D’aller les réécrire, même, un peu comme Louisa Yousfi est allée arracher Homère aux griffes de la distinction universitaire pour réécrire l’Iliade à sa sauce[12]. S’approprier le roman, de même, demeure hélas indispensable. Refuser d’écrire le roman, en revanche, c’est mettre la charrue avant les bœufs. C’est vouloir disperser les méfaits de l’individualisme et de la réification atomisante en se privant de personnages et d’intrigue. Bref, c’est croire se débarrasser de la tumeur en refusant la biopsie. On aimerait beaucoup que les discours soient seuls à la manœuvre. L’hypothèse, hélas, n’est toujours pas vérifiée.

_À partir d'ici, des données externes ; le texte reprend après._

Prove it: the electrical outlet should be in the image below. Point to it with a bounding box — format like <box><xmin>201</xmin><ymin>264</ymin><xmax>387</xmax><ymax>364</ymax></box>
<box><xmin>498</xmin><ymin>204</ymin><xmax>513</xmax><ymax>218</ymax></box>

[1] Pierre Bourdieu et Jean-Claude Passeron, La Reproduction. Éléments d’une théorie du système d’enseignement, Minuit, 1970.
[2] Matthieu Delaporte et Alexandre de La Patellière, Le Comte de Monte-Cristo, Pathé Films, 2024.
[3] Arthur Rimbaud, « Départ », Les Illuminations, 1886.
[4] Alice Coffin, Le Génie lesbien, 2020.
[5] V.I. Lénine, Tolstoï, miroir de la révolution russe, 1908.
[6] K. Marx, Le Capital, livre III, 1867. G. Lukàcs, Balzac et le réalisme français, 1951.
[7] É. Zola, L’Assommoir, 1877. G. de Maupassant, « La Parure », Le Gaulois, 17 février 1884.
[8] F. Jameson, A Singular Modernity. Essay on the Ontology of the Present, Verso, 2002.
[9] Voir à ce sujet le débat, dans l’émission Dans le texte du 31 octobre 2024, entre Judith Bernard et Yoan Vérilhac, auteur de Sensationnalisme et bavardage médiatique, Amsterdam, 2024.
[10] P. Bourdieu, Les Règles de l’art. Genèse et structure du champ littéraire, Seuil, 1992.
[11] Maurice Nadeau, « Pas de problème noir aux USA mais un problème blanc », Combat, 11 mai 1946.
[12] Louisa Yousfi, « Chant pour des armes splendides », in Contre la littérature politique, La Fabrique, 2024.